Spain produces more electricity than it can manage

Spain has gone from being the renewable envy of Europe to becoming a case study in the dangers of saturation. This summer, the country reached a historic milestone where the combined generation of sun and wind exceeded 10,500 GWh per month.

This disconnection has caused an unexpected effect: there is so much electricity that its value has plummeted. For companies that invested millions in solar panels, the business has ceased to be profitable, transforming what was a success story into a “saturation crisis” that puts the Spanish market in check.

The “discount” market and its collapse. The current outlook for solar park owners is bleak. “It’s discount season,” says Carmen Izquierdo, co-founder of nTeaser, speaking to the Financial Times. The saturation is such that operational solar plants have seen their valuation fall from €916,000/MW at the beginning of 2024 to just €648,000/MW today.

The situation is more dramatic in “ready to build” projects (with land and permits but without work). As detailed by the Financial Timesthe market is so flooded that some developers, desperate to avoid government sanctions for not being able to execute agreed construction plans, have gone so far as to offer projects for the symbolic value of 1 euro. This situation has led to a wave of fire sales or liquidation sales, where companies sacrifice part of their portfolios to try to save the rest of their capital.

Anatomy of a bottleneck. Why does the bill continue to rise if there is too much energy? The answer lies in outdated infrastructure. According to an analysis by EmberSpain only invests 30 cents in electrical networks for every euro allocated to renewables, a figure that is less than half of the European average.

Added to this lack of investment is the impact of the “Great Blackout” of April 28. After that incident, Red Eléctrica began to operate in “reinforced mode”activating (more expensive) gas plants constantly to stabilize the network tension. This emergency strategy has cost consumers an additional billion euros. Furthermore, given the inability of the grid to absorb all the energy generated at noon, the curtailment (clean energy that is wasted) has tripled, going from 1.8% to 7.2% in just a few months.

The race for flexibility. The industry is no longer looking to install more panels, but rather to survive the ones it already has. According to the Financial Timesthe great hope is the batteries. Installing storage allows producers to “save” unprofitable projects by storing energy when the price is zero—or negative—during the day and selling it at night.

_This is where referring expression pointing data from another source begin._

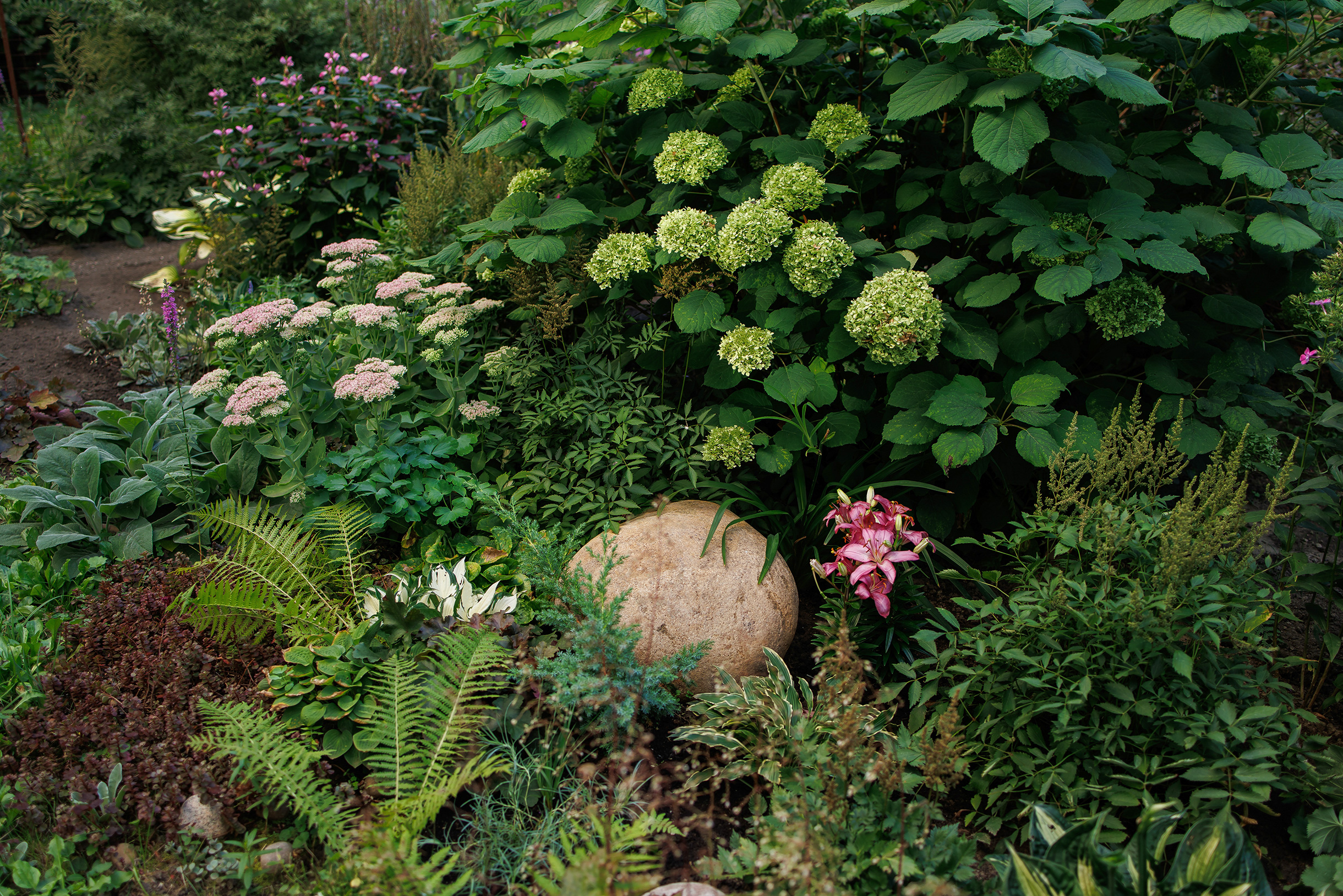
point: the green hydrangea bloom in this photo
(838, 124)
(620, 255)
(688, 233)
(896, 318)
(751, 233)
(797, 187)
(689, 156)
(816, 257)
(529, 181)
(747, 348)
(1130, 305)
(728, 444)
(654, 89)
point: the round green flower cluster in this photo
(797, 187)
(654, 89)
(620, 255)
(898, 318)
(838, 124)
(728, 444)
(747, 348)
(689, 156)
(688, 233)
(529, 181)
(751, 233)
(1127, 307)
(816, 257)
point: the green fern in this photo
(422, 727)
(266, 753)
(300, 574)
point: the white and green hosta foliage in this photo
(1102, 196)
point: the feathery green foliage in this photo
(269, 753)
(298, 574)
(422, 727)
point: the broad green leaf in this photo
(1206, 20)
(700, 311)
(1036, 390)
(1003, 139)
(927, 92)
(545, 102)
(1061, 281)
(1036, 446)
(538, 249)
(707, 19)
(1281, 233)
(570, 139)
(789, 385)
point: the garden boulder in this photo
(680, 598)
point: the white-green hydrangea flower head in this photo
(816, 257)
(797, 187)
(528, 181)
(688, 233)
(837, 124)
(728, 444)
(620, 255)
(747, 348)
(1127, 307)
(896, 318)
(654, 89)
(689, 156)
(751, 233)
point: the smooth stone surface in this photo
(680, 598)
(202, 818)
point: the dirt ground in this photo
(102, 280)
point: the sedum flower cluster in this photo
(747, 348)
(528, 181)
(373, 380)
(816, 257)
(797, 187)
(1130, 305)
(896, 318)
(654, 89)
(837, 124)
(620, 255)
(751, 233)
(688, 233)
(689, 156)
(728, 444)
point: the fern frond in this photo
(267, 754)
(341, 528)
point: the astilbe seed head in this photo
(1130, 305)
(751, 233)
(620, 255)
(688, 233)
(898, 318)
(837, 124)
(728, 444)
(689, 156)
(795, 187)
(528, 181)
(816, 257)
(747, 348)
(654, 89)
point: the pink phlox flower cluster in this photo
(367, 315)
(478, 410)
(876, 534)
(373, 380)
(254, 320)
(407, 282)
(261, 394)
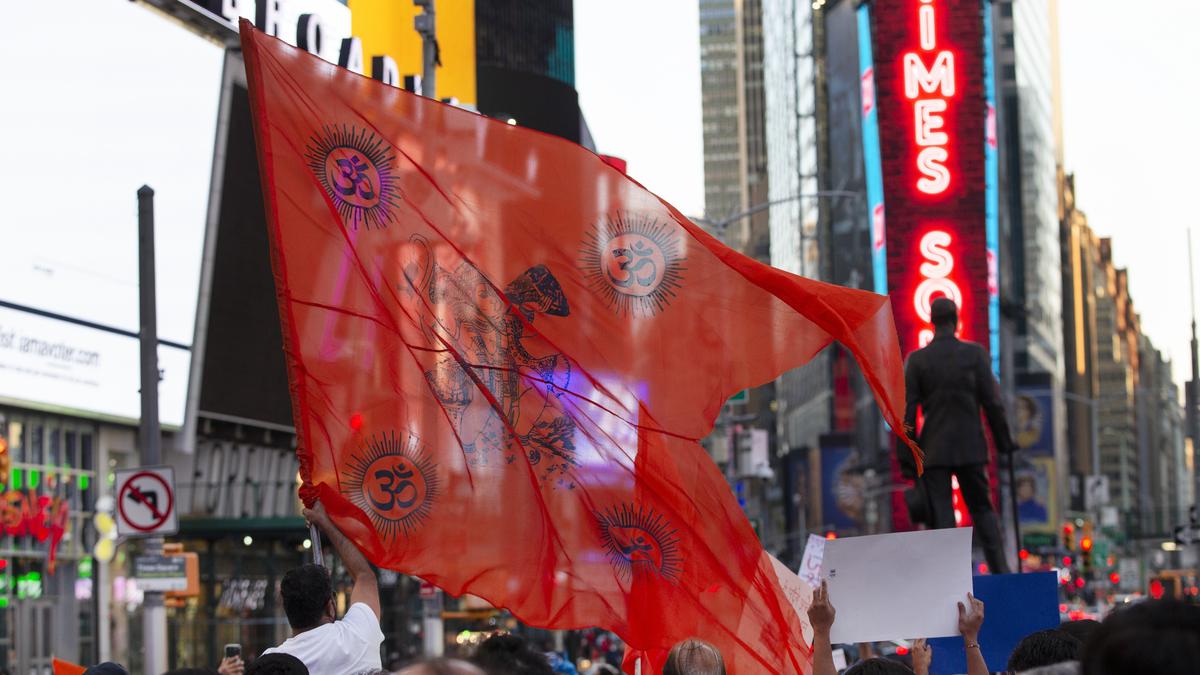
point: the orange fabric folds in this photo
(503, 352)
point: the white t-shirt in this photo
(349, 646)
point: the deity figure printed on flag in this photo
(503, 353)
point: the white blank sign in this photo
(898, 586)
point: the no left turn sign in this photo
(145, 501)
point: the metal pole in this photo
(426, 25)
(318, 557)
(1012, 503)
(149, 437)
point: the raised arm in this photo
(366, 586)
(970, 622)
(821, 615)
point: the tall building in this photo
(1027, 76)
(732, 97)
(1117, 329)
(525, 65)
(1161, 429)
(1079, 250)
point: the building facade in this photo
(733, 99)
(1026, 52)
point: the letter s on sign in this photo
(931, 165)
(939, 261)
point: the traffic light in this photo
(1085, 548)
(1068, 536)
(5, 461)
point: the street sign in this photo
(160, 573)
(145, 502)
(1187, 535)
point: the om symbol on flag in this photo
(640, 542)
(357, 168)
(394, 482)
(634, 263)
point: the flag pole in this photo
(315, 537)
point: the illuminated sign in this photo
(929, 100)
(931, 169)
(24, 513)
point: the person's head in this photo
(1044, 647)
(1161, 637)
(307, 596)
(510, 655)
(879, 667)
(276, 664)
(1083, 628)
(442, 667)
(943, 314)
(694, 657)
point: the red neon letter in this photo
(936, 269)
(918, 78)
(928, 117)
(928, 34)
(931, 163)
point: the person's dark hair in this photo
(441, 667)
(107, 668)
(1161, 637)
(1081, 628)
(1044, 647)
(879, 667)
(943, 311)
(694, 657)
(277, 664)
(510, 655)
(306, 591)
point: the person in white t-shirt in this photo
(327, 646)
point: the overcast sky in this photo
(1128, 102)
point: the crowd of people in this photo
(1153, 637)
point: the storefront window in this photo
(47, 503)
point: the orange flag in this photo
(66, 668)
(503, 352)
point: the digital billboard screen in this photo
(117, 96)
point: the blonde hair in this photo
(694, 657)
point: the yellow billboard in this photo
(385, 27)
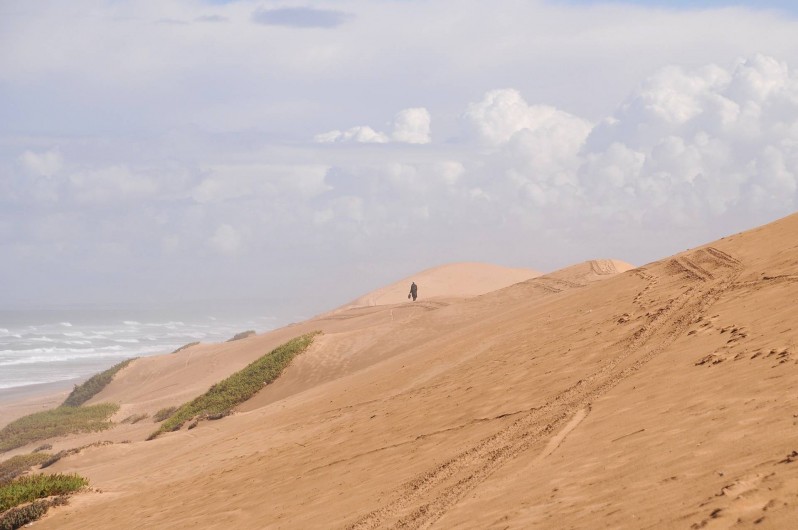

Other solutions in progress:

  • PPA Contracts: Companies like Zelestra sign long-term agreements with giants like Microsoft or Amazon to power data centers, although the prices requested by buyers are falling dangerously below the profitability threshold of €30/MWh.
  • Export: Spain seeks to break its “energy isolation” with projects such as the submarine cable with Irelandscheduled for 2030, which will allow the solar surplus to be sent to northern Europe.
  • Regulatory reforms: After the rejection of Royal Decree-Law 7/2025 in Congress, the Government is looking for alternative ways to encourage microgrids and grid forming (technology so that batteries stabilize the network as if they were traditional power plants).

A structural “January Cost”. Despite technological advances, the citizen’s pocketbook faces a contradictory scenario. According to the latest resolution of the CNMCthe total remuneration that companies will receive for maintaining the transport and distribution networks will rise by 4.1%, reaching 6,608 million euros.

However, the final impact is a puzzle of forecasts. The CNMC estimates that for homes (2.0 TD rate) tolls could drop by 1.3%, as long as their forecast that energy demand rises by 3.6% is met. but here conflict appears: while the Ministry for the Ecological Transition is very optimistic and proposes an increase in charges of 10.5% based on a consumption growth of 4.5%, the regulator (the CNMC) is more cautious.

This imbalance of figures is dangerous. If demand does not grow as much as the Government expects, the system will not collect what is expected to cover the costs of renewables and networks. This would once again open the door to the feared tariff deficit, a historic debt that took Spain more than a decade to absorb.

Furthermore, for those who sought refuge in self-consumption, the lesson of the April blackout was bitter: only the 33% of domestic installations In Spain they have batteries. Without that extra outlay, the solar panels automatically disconnect during a general outage due to safety regulations, leaving the user in the dark despite having the sun on their side.

Europe’s energy laboratory. Spain has become the world showcase of the energy transition. It has shown that coal can be expelled from the system — taking place since July without generating it for the first time in 140 years—, but it has also shown that abundance without management is inefficient.

How Ember’s analysis concludesthe challenge for 2026 is not to install more panels, but to modernize the network and focus on flexibility. As an executive cited by the Financial Times summarizes:the mistake was not putting up panels, but forgetting about the networks. The bill we pay at the end of the month is not going to improve by breaking production records, but by being able to take advantage of every ray of sunshine. Today, the future of our energy does not depend on it getting warmer, but on cables and batteries finally arriving on time.